Un errore fondamentale

Ciò che è più notevole nel testo di Francesco è l’attaccamento ai principi equivoci del Concilio, in particolare alla partecipazione attiva.
Ora, bisogna comprendere che «partecipare attivamente» per un fedele significa unirsi a Cristo che celebrare per mezzo dell’azione del sacerdote, e qualunque cosa faccia:  che serva la Messa, che canti o che legga certi testi – nel rito riformato.
Per comprendere questo occorre ritornare alla nozione di potenza.
Bisogna distinguere tra potenza attiva, che può realizzare di per sé un risultato: la potenza muscolare, volontaria, artistica, ecc; e la potenza passiva, che consiste nel ricevere qualcosa per mezzo della prima: l’oggetto sollevato dai muscoli, le membra mosse dalla volontà o la statua scolpita dall’artista.

E’ vero, come dice il Papa nel suo testo, che i fedeli svolgono un’attività, ma questa è passiva, secondo quanto detto prima: è Cristo che celebra per mezzo del sacerdote che unisce i fedeli a Cristo con la sua azione mossa dalla sua potenza attiva, che è il solo a possedere.
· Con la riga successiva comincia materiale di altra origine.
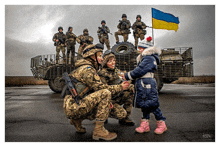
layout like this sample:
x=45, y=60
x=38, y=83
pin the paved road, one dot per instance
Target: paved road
x=35, y=114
Dieci mila fedeli senza sacerdote sono niente nell’azione liturgica – escludendo il caso del matrimonio. Ma un sacerdote da solo celebra con tutta la Chiesa.

La nuova ecclesiologia, in particolare nella forma più spinta promossa da Francesco: la sinodalità, vuole disperdere il potere sacro del sacerdozio – e cioè il potere della Chiesa – e ripartirlo fra il clero e i fedeli. E per potere sacro bisogna intendere il potere dell’Ordine piuttosto che il potere di Giurisdizione.

Ora, è di diritto divino che solo colui che ha ricevuto una partecipazione al sacerdozio di Cristo col sacramento dell’Ordine può esercitare l’uno o l’altro potere. E’ per questo che tanto la sinodalità quanto il rito riformato possono portare solo ad un fallimento.

Usquequo Domine? – Fino a quando, Signore?